Date(s) - 18/11/2022
2:30 pm - 3:30 pm
Prof. Pedro M. Pereira
Group Leader at the Intracellular Microbial Infection Biology lab, Mostmicro, ITQB NOVA.
Online only: https://mcmaster.zoom.us/j/93514664880?pwd=R3NWUmQ5Z3NsYWZhVWlVY2N0Y3ZBZz09
Fluorescence microscopy has revolutionized cell biology. It’s ubiquitously used to observe cellular processes thanks to its ease of use, sensitivity, and molecular specificity. The diffraction limit is a thing of the past. Super-resolution (SR) techniques allow the visualization of subcellular organization way below the classical ~200 nm diffraction limit. The only question that may trouble a scientist is which one to use. The challenge of selecting the best-suited approach for a particular research question is compounded by the fact that these approaches can often be expensive and complex, requiring dedicated equipment, complicated sample preparation procedures and entail a compromise between temporal/spatial resolution and innocuity to living cells. This prompted the development of new software, hardware and sample preparation strategies that can effectively democratize SR and made is accessible to any research group. I will show you some of these developments. From Super-Beacons, a new class of DNA-based probes for live-cell super-resolution, to NanoJ-Fluidics, a LEGO-based open-source fluidics system for multi-modal imaging, with a quick visit into how we can expand biology above diffraction with expansion microscopy!

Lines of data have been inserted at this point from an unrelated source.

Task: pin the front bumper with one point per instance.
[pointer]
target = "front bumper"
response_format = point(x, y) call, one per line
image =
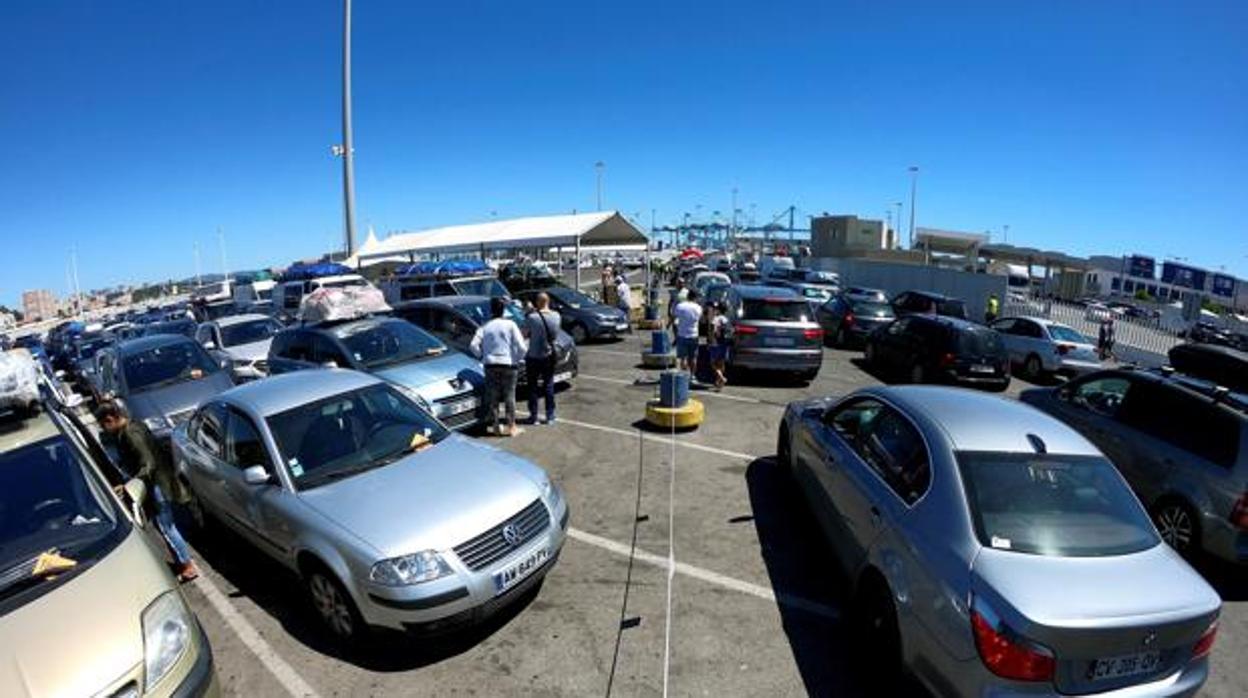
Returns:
point(463, 598)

I am a cell biologist with experience in microbiology, host-pathogen interaction, and advanced microscopy approaches. I graduated in applied chemistry from NOVA university in Lisbon in 2006 and completed a master’s in biotechnology the following year. I finished my PhD in cell biology 2013 where I explored questions related to antibiotic resistance and cell division in the human pathogen S. aureus, during this time I started to explore different microscopy approaches such as classical fluorescence microscopy, super-resolution microscopy and atomic force microscopy. This interest prompt my move to University College London, UK, where I did a postdoc focussing on the development of hardware, software and probe based technological innovations for (super-resolution) microscopy (e.g. NanoJ-Fluidics). In 2019 I returned to Portugal, where, since October 2021, I have my own research group at ITQB NOVA, the Intracellular Microbial Infection Biology (IMIB) laboratory. I’m currently interested in understanding how extracellular bacterial pathogens transition into an intracellular infection “lifestyle” and how antibiotic challenges modulate this behaviour.